Jia Jianhua, Liu Zi, Xiao Xuan, Liu Bingxiang, Chou Kuo-Chen
Computer Department, Jing-De-Zhen Ceramic Institute, Jing-De-Zhen 333403, China; School of Computer Science, University of Birmingham, Edgbaston Birmingham B15 2TT, UK.
Computer Department, Jing-De-Zhen Ceramic Institute, Jing-De-Zhen 333403, China.
J Theor Biol. 2015 Jul 21;377:47-56. doi: 10.1016/j.jtbi.2015.04.011. Epub 2015 Apr 20.

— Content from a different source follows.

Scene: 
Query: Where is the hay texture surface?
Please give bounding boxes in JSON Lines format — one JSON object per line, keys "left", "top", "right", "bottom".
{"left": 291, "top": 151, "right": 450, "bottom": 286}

A cell contains thousands of proteins. Many important functions of cell are carried out through the proteins therein. Proteins rarely function alone. Most of their functions essential to life are associated with various types of protein-protein interactions (PPIs). Therefore, knowledge of PPIs is fundamental for both basic research and drug development. With the avalanche of proteins sequences generated in the postgenomic age, it is highly desired to develop computational methods for timely acquiring this kind of knowledge. Here, a new predictor, called "iPPI-Emsl", is developed. In the predictor, a protein sample is formulated by incorporating the following two types of information into the general form of PseAAC (pseudo amino acid composition): (1) the physicochemical properties derived from the constituent amino acids of a protein; and (2) the wavelet transforms derived from the numerical series along a protein chain. The operation engine to run the predictor is an ensemble classifier formed by fusing seven individual random forest engines via a voting system. It is demonstrated with the benchmark dataset from Saccharomyces cerevisiae as well as the dataset from Helicobacter pylori that the new predictor achieves remarkably higher success rates than any of the existing predictors in this area. The new predictor׳ web-server has been established at http://www.jci-bioinfo.cn/iPPI-Esml. For the convenience of most experimental scientists, we have further provided a step-by-step guide, by which users can easily get their desired results without the need to follow the complicated mathematics involved during its development.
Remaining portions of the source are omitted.